The islands are considered a natural wonder and the drilling was expected to produce billions of barrels of oil.
The nation’s opposition Labour party made the majority vote against the oil exploration project, which resonated with the increasing opposition to the polluting fossil fuel that made Norway one of the world’s most wealthy.
At present, Norway pumps out more than 1.6 milion barrels of oil A DAY via its offshore operations.
The state-controlled Equinor ASA, the country’s largest oil producer, has expressed that getting access to the oil supplies in sensitive offshore area of Lofoten, is important for Norway to be able to maintain its oil production levels.
The Lofoten archipelago is said to have between 1 billion to 3 billion of oil beneath the seabeds.
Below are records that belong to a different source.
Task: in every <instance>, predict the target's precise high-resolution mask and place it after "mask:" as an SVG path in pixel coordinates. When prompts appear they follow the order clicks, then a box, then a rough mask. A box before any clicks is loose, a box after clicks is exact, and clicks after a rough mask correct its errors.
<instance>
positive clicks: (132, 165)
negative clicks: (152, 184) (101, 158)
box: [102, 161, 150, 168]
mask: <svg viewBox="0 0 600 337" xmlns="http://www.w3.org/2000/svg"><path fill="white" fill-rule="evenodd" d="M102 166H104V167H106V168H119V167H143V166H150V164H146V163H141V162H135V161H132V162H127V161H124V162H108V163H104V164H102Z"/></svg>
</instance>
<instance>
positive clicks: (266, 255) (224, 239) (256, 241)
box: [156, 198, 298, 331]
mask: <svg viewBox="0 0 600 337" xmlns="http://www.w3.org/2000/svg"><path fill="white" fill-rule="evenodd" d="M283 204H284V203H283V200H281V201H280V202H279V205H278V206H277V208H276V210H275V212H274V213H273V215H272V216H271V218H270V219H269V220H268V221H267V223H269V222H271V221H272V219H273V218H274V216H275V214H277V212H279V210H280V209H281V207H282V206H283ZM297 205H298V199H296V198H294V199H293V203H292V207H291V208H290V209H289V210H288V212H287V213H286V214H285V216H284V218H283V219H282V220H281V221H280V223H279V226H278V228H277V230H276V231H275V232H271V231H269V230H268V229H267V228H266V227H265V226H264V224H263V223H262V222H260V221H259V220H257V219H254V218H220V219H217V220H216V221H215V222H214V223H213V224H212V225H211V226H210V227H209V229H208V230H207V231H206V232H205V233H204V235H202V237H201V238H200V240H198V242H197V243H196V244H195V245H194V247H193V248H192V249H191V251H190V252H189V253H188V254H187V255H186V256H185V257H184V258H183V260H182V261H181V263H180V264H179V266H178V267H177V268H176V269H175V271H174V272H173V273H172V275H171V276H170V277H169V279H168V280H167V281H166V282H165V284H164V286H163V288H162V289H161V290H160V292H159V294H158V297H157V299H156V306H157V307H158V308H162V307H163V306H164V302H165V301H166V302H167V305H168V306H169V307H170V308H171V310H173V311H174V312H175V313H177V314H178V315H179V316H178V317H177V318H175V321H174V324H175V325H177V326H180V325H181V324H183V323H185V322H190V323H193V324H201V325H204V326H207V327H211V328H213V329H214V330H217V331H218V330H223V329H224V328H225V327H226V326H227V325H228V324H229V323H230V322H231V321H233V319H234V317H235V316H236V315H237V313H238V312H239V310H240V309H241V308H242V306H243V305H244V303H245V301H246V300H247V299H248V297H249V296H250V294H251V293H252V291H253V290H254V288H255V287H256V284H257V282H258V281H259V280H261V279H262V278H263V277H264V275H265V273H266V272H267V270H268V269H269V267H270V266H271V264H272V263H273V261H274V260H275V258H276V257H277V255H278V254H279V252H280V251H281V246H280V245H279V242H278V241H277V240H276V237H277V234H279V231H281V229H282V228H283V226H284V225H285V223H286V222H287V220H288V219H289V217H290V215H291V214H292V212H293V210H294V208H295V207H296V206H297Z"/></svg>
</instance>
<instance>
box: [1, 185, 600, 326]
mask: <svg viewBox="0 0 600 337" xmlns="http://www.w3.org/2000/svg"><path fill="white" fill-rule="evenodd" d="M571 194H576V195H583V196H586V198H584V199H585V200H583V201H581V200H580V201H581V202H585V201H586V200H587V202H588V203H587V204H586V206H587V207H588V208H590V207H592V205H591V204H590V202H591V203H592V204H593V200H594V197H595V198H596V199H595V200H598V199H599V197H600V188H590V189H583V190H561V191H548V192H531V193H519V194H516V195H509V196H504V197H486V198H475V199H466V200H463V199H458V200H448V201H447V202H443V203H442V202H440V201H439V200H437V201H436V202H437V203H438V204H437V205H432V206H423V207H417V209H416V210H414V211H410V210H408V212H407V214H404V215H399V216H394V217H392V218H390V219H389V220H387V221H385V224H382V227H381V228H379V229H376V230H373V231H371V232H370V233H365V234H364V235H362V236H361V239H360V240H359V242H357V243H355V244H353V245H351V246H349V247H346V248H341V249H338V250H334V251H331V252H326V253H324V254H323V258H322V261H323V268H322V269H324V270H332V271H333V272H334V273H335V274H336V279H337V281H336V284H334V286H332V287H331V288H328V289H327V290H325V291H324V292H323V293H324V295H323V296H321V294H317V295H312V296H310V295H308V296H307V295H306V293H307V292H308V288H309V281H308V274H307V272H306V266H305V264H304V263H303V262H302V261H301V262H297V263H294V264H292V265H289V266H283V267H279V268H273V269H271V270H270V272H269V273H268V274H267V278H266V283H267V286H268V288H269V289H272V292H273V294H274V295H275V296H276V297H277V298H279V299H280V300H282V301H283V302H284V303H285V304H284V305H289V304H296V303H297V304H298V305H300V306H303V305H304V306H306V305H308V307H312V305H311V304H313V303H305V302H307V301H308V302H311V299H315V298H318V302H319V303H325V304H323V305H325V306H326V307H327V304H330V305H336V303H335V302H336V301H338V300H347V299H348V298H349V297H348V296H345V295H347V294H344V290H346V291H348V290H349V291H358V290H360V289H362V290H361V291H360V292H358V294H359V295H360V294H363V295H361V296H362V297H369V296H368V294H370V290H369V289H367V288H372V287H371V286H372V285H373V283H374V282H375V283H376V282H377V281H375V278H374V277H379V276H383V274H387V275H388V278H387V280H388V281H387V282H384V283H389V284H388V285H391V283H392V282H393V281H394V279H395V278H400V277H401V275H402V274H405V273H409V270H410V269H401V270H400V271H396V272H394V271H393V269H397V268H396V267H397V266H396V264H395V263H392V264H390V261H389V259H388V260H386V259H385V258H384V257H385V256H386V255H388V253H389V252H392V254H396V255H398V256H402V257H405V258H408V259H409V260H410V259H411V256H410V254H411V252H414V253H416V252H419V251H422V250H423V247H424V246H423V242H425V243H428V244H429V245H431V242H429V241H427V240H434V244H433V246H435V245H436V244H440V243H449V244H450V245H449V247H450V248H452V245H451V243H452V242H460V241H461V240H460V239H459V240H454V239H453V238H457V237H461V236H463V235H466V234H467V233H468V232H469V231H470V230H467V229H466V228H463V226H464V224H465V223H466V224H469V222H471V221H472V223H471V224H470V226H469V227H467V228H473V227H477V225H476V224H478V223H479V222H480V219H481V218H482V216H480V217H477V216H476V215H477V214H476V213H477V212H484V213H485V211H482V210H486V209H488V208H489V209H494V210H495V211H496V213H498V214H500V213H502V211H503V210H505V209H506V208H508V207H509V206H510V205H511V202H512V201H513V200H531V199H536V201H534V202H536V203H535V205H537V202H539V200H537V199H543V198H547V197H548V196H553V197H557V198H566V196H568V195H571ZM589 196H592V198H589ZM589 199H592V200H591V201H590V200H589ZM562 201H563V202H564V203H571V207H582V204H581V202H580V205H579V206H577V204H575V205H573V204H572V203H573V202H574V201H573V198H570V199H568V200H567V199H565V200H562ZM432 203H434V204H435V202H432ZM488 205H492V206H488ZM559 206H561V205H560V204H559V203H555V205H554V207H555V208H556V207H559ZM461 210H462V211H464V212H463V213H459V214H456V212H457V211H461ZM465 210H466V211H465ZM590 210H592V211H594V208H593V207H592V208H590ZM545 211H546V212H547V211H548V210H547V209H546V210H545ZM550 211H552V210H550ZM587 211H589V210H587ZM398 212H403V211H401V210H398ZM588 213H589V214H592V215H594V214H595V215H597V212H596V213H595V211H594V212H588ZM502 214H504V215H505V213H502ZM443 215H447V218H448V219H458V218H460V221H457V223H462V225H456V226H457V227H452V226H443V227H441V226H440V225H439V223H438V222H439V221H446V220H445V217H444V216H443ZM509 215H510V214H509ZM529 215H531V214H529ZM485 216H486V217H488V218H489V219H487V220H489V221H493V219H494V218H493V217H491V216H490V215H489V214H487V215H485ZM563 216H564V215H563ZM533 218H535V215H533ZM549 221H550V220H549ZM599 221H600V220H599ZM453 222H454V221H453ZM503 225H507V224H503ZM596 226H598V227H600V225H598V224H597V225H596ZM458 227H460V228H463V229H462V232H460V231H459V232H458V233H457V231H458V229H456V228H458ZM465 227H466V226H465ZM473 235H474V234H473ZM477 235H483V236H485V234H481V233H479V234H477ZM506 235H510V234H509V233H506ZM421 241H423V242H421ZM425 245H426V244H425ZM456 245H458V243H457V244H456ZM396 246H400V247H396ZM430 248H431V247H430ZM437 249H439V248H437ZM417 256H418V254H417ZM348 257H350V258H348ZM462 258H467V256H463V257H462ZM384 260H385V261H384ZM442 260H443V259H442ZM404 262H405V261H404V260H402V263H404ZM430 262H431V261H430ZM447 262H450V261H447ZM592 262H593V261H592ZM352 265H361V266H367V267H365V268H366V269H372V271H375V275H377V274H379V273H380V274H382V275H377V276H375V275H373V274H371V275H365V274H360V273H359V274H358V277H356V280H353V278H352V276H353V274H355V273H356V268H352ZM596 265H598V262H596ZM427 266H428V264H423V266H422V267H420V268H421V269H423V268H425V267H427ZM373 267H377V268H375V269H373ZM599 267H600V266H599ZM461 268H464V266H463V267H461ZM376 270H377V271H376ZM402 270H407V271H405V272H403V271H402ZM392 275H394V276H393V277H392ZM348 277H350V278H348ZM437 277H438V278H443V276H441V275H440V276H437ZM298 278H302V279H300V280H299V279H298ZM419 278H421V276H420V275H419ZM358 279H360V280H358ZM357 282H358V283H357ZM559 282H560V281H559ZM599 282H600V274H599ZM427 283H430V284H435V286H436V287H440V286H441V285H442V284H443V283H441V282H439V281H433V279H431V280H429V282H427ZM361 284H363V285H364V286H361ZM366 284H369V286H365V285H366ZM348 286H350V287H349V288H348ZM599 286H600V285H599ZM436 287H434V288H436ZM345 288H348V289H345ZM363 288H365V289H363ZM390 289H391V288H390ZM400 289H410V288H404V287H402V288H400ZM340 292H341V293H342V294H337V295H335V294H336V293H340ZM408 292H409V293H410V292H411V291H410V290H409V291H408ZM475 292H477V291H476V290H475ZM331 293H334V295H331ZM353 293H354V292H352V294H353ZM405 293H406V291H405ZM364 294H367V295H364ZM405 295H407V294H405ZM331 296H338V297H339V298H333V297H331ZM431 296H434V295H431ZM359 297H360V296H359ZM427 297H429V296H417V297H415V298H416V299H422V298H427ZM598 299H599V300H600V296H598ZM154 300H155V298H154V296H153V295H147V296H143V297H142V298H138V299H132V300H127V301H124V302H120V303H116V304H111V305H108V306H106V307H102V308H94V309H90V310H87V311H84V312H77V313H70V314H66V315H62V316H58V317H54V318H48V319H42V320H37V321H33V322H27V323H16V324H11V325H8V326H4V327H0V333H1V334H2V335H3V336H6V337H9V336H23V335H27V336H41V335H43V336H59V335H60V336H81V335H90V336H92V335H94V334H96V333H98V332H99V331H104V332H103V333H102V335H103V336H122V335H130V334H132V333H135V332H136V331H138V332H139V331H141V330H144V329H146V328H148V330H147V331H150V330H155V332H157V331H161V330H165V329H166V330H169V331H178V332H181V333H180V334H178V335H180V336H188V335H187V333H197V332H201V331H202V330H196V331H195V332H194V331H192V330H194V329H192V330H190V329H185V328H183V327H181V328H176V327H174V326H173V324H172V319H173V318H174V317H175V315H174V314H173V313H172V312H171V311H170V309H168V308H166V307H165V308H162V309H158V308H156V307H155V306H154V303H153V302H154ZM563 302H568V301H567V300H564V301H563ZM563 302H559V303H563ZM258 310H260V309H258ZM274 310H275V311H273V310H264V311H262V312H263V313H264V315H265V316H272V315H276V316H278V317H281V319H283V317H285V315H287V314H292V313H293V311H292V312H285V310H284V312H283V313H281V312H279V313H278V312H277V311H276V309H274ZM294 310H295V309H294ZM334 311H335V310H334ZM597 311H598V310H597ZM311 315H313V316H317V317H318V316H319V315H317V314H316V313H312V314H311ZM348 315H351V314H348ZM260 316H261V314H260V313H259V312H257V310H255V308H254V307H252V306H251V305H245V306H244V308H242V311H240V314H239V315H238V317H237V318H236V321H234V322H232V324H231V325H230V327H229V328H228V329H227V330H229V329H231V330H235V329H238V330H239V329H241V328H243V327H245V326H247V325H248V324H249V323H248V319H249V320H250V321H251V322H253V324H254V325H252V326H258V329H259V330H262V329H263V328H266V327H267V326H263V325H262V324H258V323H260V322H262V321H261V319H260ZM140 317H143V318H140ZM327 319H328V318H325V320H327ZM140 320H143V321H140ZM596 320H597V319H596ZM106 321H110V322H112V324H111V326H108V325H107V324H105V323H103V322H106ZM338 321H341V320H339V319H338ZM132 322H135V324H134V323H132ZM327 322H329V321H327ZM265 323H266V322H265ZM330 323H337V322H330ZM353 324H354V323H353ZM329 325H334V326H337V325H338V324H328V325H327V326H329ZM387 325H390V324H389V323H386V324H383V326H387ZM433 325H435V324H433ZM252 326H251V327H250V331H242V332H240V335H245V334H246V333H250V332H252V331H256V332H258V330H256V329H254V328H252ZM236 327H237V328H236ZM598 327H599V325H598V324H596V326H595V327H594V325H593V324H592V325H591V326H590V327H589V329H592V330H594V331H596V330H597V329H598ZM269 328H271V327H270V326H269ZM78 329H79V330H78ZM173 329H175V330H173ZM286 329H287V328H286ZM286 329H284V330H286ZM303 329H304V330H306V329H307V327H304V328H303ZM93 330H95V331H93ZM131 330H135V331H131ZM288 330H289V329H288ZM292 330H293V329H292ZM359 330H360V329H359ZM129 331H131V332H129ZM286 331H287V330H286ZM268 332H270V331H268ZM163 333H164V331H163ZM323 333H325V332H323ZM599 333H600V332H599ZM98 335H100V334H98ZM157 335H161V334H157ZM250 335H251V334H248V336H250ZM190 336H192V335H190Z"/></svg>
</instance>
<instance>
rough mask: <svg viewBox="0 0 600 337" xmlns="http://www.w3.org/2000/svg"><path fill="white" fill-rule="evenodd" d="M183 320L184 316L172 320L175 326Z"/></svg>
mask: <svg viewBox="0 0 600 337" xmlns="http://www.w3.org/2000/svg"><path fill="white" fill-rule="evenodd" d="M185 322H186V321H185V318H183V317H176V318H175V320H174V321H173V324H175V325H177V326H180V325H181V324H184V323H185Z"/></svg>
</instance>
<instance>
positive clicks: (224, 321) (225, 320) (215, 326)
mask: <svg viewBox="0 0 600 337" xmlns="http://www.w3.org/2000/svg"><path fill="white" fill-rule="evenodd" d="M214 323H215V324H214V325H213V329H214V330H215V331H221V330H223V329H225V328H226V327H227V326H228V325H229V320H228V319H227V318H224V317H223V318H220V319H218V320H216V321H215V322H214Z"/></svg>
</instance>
For years, the area has been kept off limits by Norway’s coalition government.
“The whole industry is surprised and disappointed,” said Karl Eirik Schjott-Pedersen, head of the Norwegian Oil and Gas Association told Bloomberg. “It does not provide the predictability we depend on.”
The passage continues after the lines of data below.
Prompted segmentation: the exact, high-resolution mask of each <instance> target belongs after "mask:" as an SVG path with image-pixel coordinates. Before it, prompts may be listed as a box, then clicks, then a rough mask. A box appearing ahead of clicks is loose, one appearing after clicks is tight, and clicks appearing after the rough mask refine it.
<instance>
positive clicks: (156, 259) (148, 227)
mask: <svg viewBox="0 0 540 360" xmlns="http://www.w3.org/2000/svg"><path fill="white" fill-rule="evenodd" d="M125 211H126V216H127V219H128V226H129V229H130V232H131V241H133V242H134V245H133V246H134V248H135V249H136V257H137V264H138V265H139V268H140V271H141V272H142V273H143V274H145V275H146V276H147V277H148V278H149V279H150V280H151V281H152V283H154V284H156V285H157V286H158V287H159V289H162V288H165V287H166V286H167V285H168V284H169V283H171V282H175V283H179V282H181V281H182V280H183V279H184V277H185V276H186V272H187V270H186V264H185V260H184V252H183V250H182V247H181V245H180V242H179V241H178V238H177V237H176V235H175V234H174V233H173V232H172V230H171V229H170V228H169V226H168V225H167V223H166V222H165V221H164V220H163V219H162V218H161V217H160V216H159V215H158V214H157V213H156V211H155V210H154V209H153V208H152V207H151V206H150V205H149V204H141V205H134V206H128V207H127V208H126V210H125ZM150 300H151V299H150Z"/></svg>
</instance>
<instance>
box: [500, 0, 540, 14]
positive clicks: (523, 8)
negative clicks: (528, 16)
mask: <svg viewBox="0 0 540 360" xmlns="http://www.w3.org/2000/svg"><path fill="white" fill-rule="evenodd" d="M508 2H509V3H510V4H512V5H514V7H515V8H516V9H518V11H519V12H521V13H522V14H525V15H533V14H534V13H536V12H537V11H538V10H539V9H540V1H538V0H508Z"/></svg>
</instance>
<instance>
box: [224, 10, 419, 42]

Jonas Gahr Store, the Labour’s opposition party leader, revealed a conflict in the party as the leadership tries to address the mounting environmental concerns while at the same time trying to support the workers’ unions in the oil industry. The unions have been major supporters of the party.
Store said that the opposition would continue its support for the oil industry.
Store also mentioned that they want the country’s oil firms to stick to a deadline that would require them to make their operations emissions-free.
Industry Energy, Norway’s biggest oil union, has attacked the Labour party for its stance on the Lofoten drilling. Incidentally, the union group has been a long-time ally of the party.
“It creates imbalances in the policy discussions for an industry that’s dependent on a long-term perspective and we can’t accept that,” said Frode Alfheim, the union’s leader, told the Sydney Morning Herald.
“There’s probably a lot of people in the industry who are wondering what Labour actually stands for.”